A few years ago Denbigh and I thought we could never get a home. Then we got our first home. We got pregnant and I started asking God for a 4 door car. I thought God was going to help my husband make the extra money to get the car. Instead, my Abba sent a man with no job to hand me the keys of his car. When God put the vision for this Respite into our hearts, there was no doubt in my mind that "we" could never afford to do it. After nine months of homelessness, we were pointed to a house that was comparable in price to our old house, which was one forth the size. Each project we undertake is payed for by prayer. God sends the funds and the volunteers. Genuinely, each day we live a miracle. It is tough and hard won. That is part of the beauty.
A while back, my husband and I were discussing the people who say they get gold teeth during worship. His comment was that if God had done it, why wouldn't He make their teeth whole like they were before.
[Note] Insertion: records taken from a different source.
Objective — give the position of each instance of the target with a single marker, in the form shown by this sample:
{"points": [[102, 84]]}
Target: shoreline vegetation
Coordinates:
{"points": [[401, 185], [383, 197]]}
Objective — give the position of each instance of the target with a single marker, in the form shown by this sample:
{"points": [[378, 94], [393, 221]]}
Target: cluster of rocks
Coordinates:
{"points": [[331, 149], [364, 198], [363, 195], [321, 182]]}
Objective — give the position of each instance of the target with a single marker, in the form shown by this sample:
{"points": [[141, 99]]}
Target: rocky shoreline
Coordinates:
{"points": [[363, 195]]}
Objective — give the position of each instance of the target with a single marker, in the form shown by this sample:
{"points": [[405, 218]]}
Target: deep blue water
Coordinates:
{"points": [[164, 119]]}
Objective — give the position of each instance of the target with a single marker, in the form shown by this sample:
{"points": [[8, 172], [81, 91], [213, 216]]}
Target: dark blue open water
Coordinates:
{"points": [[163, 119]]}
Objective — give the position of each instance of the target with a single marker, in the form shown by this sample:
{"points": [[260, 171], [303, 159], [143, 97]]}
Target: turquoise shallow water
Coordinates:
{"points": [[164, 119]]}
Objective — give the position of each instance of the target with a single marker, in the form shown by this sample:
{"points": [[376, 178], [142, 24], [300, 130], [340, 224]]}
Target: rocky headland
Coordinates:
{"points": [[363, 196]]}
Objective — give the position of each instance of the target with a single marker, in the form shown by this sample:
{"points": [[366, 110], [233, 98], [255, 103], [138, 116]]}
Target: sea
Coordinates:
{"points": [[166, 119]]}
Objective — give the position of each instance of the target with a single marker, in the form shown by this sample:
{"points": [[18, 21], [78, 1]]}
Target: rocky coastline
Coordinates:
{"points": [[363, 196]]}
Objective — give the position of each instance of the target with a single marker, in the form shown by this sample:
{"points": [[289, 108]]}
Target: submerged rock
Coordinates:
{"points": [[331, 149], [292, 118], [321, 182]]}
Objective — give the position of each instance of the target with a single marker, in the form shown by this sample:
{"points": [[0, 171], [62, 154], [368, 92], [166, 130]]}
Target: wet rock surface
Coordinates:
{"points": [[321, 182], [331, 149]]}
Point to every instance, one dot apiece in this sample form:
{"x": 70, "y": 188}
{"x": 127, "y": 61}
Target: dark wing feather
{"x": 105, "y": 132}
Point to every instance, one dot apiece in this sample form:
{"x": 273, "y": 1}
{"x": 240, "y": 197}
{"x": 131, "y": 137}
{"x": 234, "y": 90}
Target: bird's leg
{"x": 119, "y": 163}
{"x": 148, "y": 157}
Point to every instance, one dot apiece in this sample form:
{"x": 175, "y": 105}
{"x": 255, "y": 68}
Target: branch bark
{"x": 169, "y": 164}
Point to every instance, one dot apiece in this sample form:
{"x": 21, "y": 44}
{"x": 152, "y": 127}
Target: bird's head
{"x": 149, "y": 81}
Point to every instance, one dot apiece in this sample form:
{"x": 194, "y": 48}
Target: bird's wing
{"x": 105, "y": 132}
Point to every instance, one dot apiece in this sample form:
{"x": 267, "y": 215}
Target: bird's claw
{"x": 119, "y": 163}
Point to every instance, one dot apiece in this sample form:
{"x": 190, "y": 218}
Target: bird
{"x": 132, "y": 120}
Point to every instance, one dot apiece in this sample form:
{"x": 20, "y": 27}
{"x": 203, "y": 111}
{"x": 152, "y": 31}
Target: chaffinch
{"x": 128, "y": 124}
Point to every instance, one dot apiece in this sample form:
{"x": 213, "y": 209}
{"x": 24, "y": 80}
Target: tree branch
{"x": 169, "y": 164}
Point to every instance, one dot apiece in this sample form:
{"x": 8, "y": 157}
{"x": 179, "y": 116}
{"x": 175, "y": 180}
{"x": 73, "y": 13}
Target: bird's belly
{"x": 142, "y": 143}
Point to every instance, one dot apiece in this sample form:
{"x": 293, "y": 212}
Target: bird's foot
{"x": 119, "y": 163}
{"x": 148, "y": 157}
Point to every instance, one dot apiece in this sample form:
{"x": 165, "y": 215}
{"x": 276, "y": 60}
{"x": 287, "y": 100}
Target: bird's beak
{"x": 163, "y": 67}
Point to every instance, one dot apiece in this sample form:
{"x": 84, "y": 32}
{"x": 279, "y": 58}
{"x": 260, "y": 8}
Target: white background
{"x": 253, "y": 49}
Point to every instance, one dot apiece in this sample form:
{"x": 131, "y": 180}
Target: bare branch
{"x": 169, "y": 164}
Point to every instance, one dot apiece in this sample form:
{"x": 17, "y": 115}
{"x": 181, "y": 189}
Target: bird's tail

I have needed some serious dental work for a while. With each baby I lost, I felt like a tooth would crack and about fall out of my mouth. We paid the thousands of dollars to get some of it done, but could not get it all done. I had pretty much resigned myself to my teeth falling out and me getting dentures. I kept asking God if He would fix my teeth. God sent someone to me to fix my teeth. I never asked. They didn't know. Jesus had whispered it into this person's heart. Today, I completed that treatment plan. I think I must have had six visits to the office. I cannot even surmise how much this would have cost me if I had to pay for it. All I know is that God answered me. He went beyond what I could ask for or imagine. He didn't give me gold teeth, but He, in His mercy, made my teeth whole. He restored me. I am thankful to the Lord today with tears of joy. It is not just because He did what I asked Him to do, but in knowing that He sees me and that He cares.